Silver contracts for December rose 0.61% to $21.775 an ounce on New York's Comex as of the time of writing. Gold added 0.61% to $1,316.20 an ounce.
Silver started to gain after the US dollar index, measuring the strength of the greenback versus a basket of six of its major peers, continued to decline from its recent highs. The index fell 0.25% to 80.60 points at the same time, the lowest since November 1. A weaker greenback makes dollar-priced commodities cheaper for holders of other currencies.
Silver has lost nearly 28% while gold has lost 22% this year so far amid speculation the Fed will scale back its $85 billion in monthly bond purchases as the world's number one economy starts to pick up. As a result, the metal is poised to book first annual drop in twelve years.
Never-ending tapering speculations continued to busy global investors, as the US Federal Open Market Committee (FOMC) meeting scheduled for December 17-18 approaches.

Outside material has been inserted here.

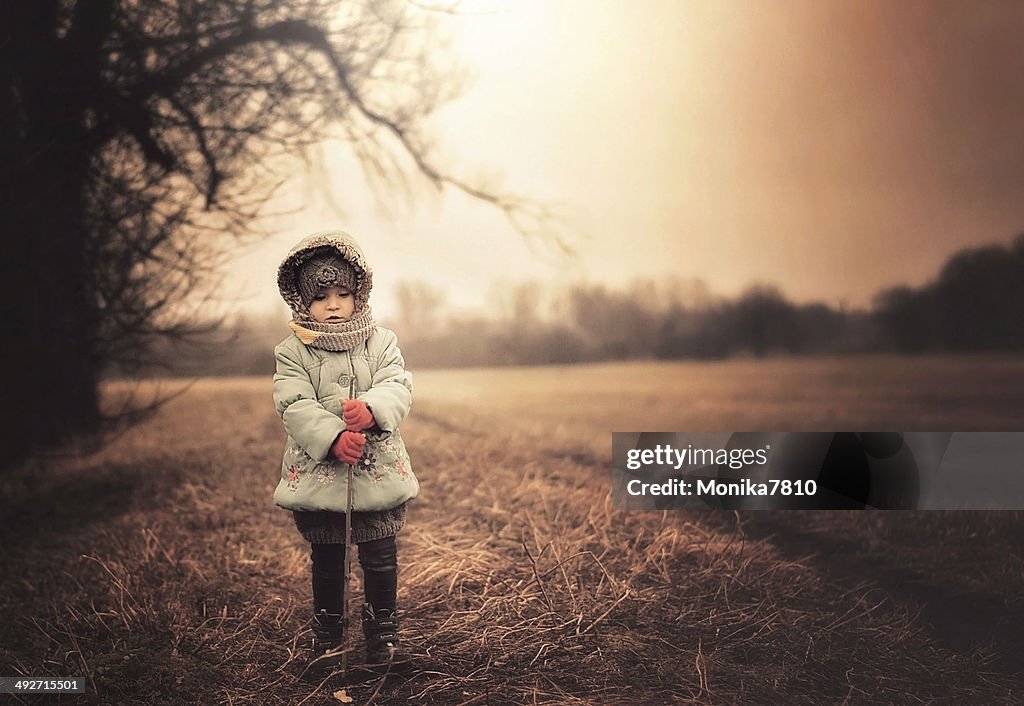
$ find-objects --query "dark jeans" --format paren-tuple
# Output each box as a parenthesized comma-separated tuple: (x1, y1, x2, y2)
(311, 536, 398, 615)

The Bureau of Economic Analysis' first estimate of the third-quarter GDP growth rate is projected by most economists to show a 2% rise, down from 2.5% in the previous three months. The data will be released on Thursday. Adding to that, Friday will see the widely anticipated Labor Department's non-farm payrolls figure, which is expected to rise by 120,000 workers for the last month after a 148,000 gain in September.

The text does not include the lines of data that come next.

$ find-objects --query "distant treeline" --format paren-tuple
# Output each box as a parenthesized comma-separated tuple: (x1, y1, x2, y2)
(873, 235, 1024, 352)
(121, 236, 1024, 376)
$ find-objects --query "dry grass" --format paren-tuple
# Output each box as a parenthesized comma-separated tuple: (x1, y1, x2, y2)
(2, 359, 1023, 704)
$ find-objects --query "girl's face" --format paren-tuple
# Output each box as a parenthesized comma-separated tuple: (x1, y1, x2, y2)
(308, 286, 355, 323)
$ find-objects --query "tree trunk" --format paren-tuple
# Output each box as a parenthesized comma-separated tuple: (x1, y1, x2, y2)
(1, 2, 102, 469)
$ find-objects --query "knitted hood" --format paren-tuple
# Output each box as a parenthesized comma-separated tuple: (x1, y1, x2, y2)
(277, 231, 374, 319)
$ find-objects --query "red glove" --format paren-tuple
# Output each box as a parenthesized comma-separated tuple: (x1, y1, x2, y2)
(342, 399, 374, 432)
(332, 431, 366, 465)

Both readings are likely to be reflected in the Fed's decision. Stronger-than-expected readings may dramatically rekindle the likelihood of tapering, sending prices of precious metals lower. "“Given the recent string of better-than-expected US economic data, gold may test the $1,300 an ounce level ahead of the payrolls report,” James Steel, an analyst at HSBC Securities, wrote in a note. “The path of least resistance for gold appears lower.” These comments suggest that prices of silver will follow developments in gold.